Let $E$ be a real Banach space. Let $\mathcal L(E)$ be the space of bounded linear operators on $E$ and $\mathcal K(E)$ its subspace consisting of compact operators. For $T \in \mathcal L(E)$,
- we denote by $N(T)$ its kernel and by $R(T)$ its range.
- we denote by $\rho(T)$ its resolvent set, by $\sigma(T)$ its spectrum, and by $EV(T)$ its set of eigenvalues. Then $EV(T) \subset \sigma(T) = \mathbb R \setminus \rho(T)$.
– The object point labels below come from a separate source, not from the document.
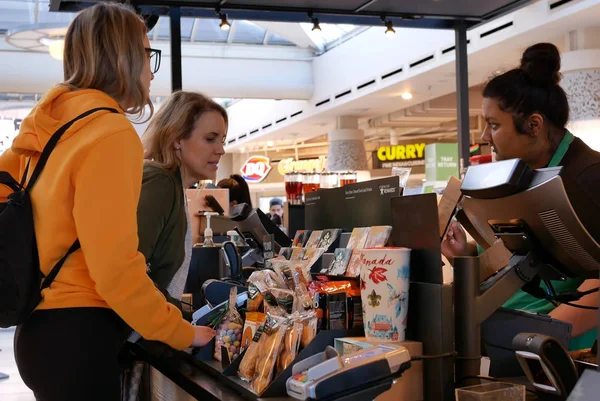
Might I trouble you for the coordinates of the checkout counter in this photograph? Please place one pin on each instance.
(528, 210)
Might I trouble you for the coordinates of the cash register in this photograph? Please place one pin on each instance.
(529, 210)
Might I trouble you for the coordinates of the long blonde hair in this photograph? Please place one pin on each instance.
(104, 50)
(175, 120)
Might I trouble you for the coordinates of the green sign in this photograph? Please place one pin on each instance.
(441, 161)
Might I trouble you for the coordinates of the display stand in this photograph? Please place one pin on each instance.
(293, 218)
(415, 226)
(430, 302)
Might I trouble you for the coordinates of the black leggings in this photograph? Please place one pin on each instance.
(71, 354)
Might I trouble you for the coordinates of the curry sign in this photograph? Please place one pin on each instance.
(401, 152)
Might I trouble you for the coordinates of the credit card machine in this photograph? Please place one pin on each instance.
(546, 364)
(323, 375)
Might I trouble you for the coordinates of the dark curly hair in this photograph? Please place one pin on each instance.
(238, 189)
(533, 88)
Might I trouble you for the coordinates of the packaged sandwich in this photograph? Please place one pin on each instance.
(290, 346)
(294, 280)
(254, 320)
(309, 329)
(229, 330)
(267, 357)
(247, 369)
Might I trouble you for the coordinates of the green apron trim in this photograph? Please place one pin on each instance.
(524, 301)
(563, 147)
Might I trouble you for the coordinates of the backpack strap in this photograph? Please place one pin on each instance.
(24, 178)
(54, 140)
(54, 272)
(38, 170)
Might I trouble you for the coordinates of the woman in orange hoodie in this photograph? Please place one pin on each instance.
(89, 189)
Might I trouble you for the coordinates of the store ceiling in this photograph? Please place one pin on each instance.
(441, 14)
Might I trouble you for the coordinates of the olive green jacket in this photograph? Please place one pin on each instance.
(162, 226)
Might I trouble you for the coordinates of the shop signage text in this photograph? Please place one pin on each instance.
(256, 169)
(409, 155)
(302, 166)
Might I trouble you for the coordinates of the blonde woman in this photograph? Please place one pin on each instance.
(183, 145)
(89, 190)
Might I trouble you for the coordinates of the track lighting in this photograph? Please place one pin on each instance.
(316, 26)
(390, 30)
(315, 21)
(224, 25)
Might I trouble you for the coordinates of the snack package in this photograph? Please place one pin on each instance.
(294, 280)
(330, 299)
(309, 329)
(282, 298)
(267, 357)
(229, 330)
(254, 320)
(255, 301)
(247, 369)
(290, 346)
(262, 280)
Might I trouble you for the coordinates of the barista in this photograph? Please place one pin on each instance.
(526, 112)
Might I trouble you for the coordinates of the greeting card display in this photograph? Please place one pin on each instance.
(358, 238)
(384, 284)
(339, 263)
(378, 236)
(314, 239)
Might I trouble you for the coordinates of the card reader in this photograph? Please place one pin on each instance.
(324, 375)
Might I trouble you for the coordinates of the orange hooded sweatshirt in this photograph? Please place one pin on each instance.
(89, 190)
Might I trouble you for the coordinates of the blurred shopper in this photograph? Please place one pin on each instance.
(238, 190)
(183, 145)
(89, 190)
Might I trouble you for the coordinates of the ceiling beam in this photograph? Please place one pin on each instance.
(232, 29)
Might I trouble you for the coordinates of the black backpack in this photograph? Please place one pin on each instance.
(20, 276)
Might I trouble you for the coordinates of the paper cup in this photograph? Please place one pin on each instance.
(384, 283)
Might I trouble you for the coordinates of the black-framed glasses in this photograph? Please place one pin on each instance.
(155, 56)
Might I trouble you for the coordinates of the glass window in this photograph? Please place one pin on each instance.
(275, 39)
(329, 32)
(14, 13)
(208, 30)
(45, 16)
(248, 32)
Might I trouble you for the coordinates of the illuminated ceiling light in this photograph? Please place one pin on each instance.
(224, 25)
(390, 30)
(316, 26)
(315, 21)
(56, 47)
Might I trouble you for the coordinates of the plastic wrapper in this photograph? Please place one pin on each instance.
(309, 329)
(254, 320)
(255, 301)
(294, 280)
(284, 299)
(247, 369)
(267, 357)
(262, 280)
(290, 346)
(229, 330)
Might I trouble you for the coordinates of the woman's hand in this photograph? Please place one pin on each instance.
(202, 336)
(455, 242)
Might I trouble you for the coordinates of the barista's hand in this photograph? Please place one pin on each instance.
(455, 242)
(202, 336)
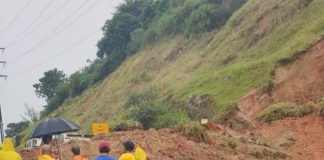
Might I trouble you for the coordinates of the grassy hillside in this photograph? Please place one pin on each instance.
(225, 64)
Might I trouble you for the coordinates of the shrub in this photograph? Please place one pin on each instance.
(193, 130)
(158, 116)
(123, 125)
(283, 110)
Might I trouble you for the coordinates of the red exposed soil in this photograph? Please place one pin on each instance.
(299, 82)
(303, 80)
(309, 144)
(159, 145)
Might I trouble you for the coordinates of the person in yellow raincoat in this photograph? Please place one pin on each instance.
(131, 154)
(8, 152)
(46, 153)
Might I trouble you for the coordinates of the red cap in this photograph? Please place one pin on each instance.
(103, 144)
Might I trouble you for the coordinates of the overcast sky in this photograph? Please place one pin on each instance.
(40, 35)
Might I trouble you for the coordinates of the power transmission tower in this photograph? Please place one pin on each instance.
(1, 122)
(1, 126)
(3, 62)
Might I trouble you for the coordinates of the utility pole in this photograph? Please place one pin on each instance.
(1, 122)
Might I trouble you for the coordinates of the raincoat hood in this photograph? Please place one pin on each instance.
(7, 151)
(8, 145)
(45, 157)
(127, 156)
(140, 154)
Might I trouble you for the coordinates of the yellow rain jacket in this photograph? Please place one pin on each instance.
(45, 157)
(127, 156)
(140, 154)
(8, 152)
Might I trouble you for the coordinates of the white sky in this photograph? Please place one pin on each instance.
(28, 33)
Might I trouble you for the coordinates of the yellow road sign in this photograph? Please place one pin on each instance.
(100, 128)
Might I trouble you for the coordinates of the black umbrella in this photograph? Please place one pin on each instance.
(54, 126)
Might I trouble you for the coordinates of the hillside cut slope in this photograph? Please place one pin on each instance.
(224, 64)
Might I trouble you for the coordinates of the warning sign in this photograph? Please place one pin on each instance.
(100, 128)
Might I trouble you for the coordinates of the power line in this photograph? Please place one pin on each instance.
(45, 39)
(18, 98)
(47, 19)
(55, 56)
(5, 13)
(73, 21)
(16, 17)
(31, 23)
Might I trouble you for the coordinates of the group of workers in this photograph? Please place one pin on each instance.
(131, 152)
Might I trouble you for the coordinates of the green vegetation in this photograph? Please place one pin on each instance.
(225, 62)
(146, 109)
(283, 110)
(194, 131)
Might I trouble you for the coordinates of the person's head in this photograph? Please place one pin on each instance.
(75, 149)
(46, 149)
(129, 146)
(47, 139)
(104, 147)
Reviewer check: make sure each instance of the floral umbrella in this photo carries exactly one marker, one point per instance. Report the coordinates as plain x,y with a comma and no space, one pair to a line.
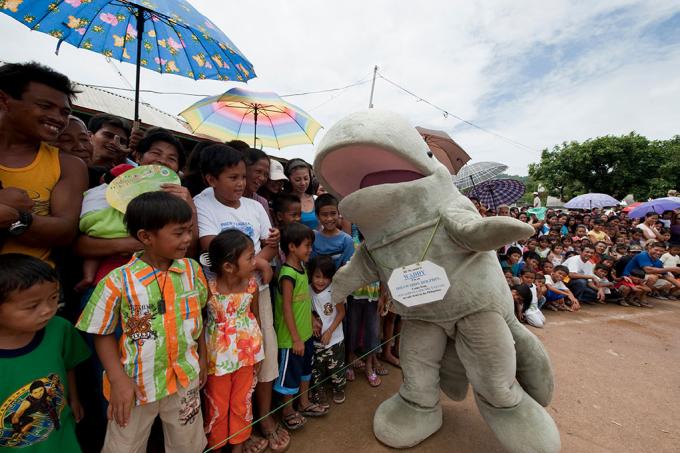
247,115
175,37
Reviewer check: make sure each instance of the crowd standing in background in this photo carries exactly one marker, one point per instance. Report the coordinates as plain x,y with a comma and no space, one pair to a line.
206,305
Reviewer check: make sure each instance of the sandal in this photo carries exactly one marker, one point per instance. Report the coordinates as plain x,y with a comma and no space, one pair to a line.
392,360
277,442
380,370
359,364
255,444
373,379
294,421
313,410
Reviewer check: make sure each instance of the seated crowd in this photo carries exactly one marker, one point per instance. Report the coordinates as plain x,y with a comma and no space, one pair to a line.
200,311
205,308
589,257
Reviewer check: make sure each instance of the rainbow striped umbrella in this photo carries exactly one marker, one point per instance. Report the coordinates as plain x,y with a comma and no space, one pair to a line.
241,114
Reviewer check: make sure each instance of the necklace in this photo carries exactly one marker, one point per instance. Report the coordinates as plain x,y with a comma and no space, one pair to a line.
161,302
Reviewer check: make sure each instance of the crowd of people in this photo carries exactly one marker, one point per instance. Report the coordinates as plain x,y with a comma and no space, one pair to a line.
588,257
205,308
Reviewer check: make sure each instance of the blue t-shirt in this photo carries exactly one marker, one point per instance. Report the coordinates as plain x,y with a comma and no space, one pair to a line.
340,247
640,261
309,218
I'm trying to solve an exercise in Brezis' Functional Analysis, i.e.,
Let $E := \ell^2$ with its norm $|\cdot|_2$. An element $x\in E$ is denoted by $x=(x_1, x_2, \ldots, x_n,\ldots)$. Consider the operators $$ \begin{align*} S_r x &= (0, x_1, x_2, \ldots, x_{n-1}, \ldots), \\ S_{\ell} x &= (x_2, x_3, x_4, \ldots, x_{n+1}, \ldots), \end{align*} $$ respectively called the right shift and left shift.
- Determine $\|S_r\|$ and $\|S_{\ell}\|$. Does $S_r$ or $S_{\ell}$ belong to $\mathcal{K}(E)$?
- Prove that $EV(S_r) = \emptyset$.
- Prove that $\sigma\left(S_r\right)=[-1,1]$.
There are possibly subtle mistakes that I could not recognize in below attempt of (2, 3). Could you please have a check on it? I'm also happy to see other approaches.
Clearly, $S_r$ is injective, so $0 \notin EV(S_r)$. Let $\lambda$ be a non-zero real number. For $x \in E$, $$ (S_r - \lambda I)x = (-\lambda x_1, x_1 -\lambda x_2, x_2 -\lambda x_3, \ldots, x_{n-1} -\lambda x_n, \ldots). $$
Then $(S_r - \lambda I)x=0$ iff $$ 0= -\lambda x_1 = x_1 -\lambda x_2 = x_2 -\lambda x_3 = \ldots = x_{n-1} -\lambda x_n = \ldots $$
It follows from $\lambda\neq 0$ that $0=x_1=x_2=\cdots=x_n=\cdots$. Then $(S_r - \lambda I)x=0$ iff $x=0$. Then $EV(S_r) = \emptyset$.
3.
By (1), $\|S_r\|=1$. By Proposition 6.7 (in the same book), $\sigma(S_r)$ is compact and $\sigma(S_r) \subset [-\|S_r\|, \|S_r\|]=[-1, 1]$. Let $\lambda \in [-1, 1]$. It remains to prove that $S_r - \lambda I$ is not bijective. By (2), it suffices to prove that $S_r - \lambda I$ is not surjective. Clearly, $S_r$ is not surjective. WLOG, we assume $\lambda \neq 0$. Assume $x, y\in E$ such that $(S_r - \lambda I)x =y$. Then $$ \begin{align*} -\lambda x_1&= y_1, \\ x_n-\lambda x_{n+1} &= y_{n+1} \quad \forall n \ge 1. \end{align*} $$
Then $x_{n+1} = \frac{x_n-y_{n+1}}{\lambda}$ for $n\ge1$. We pick $y_1 :=0, y_2 :=1$ and $y_n :=0$ for $n \ge 3$. Then $$ x_1=0, x_2=\frac{-1}{\lambda}, x_3 = \frac{-1}{\lambda^2}, \ldots, x_{n+1} = \frac{-1}{\lambda^n}, \ldots $$
Clearly, $|x|_2 = \infty$, which is a contradiction. Hence $y \notin R(S_r - \lambda I)$. This completes the proof.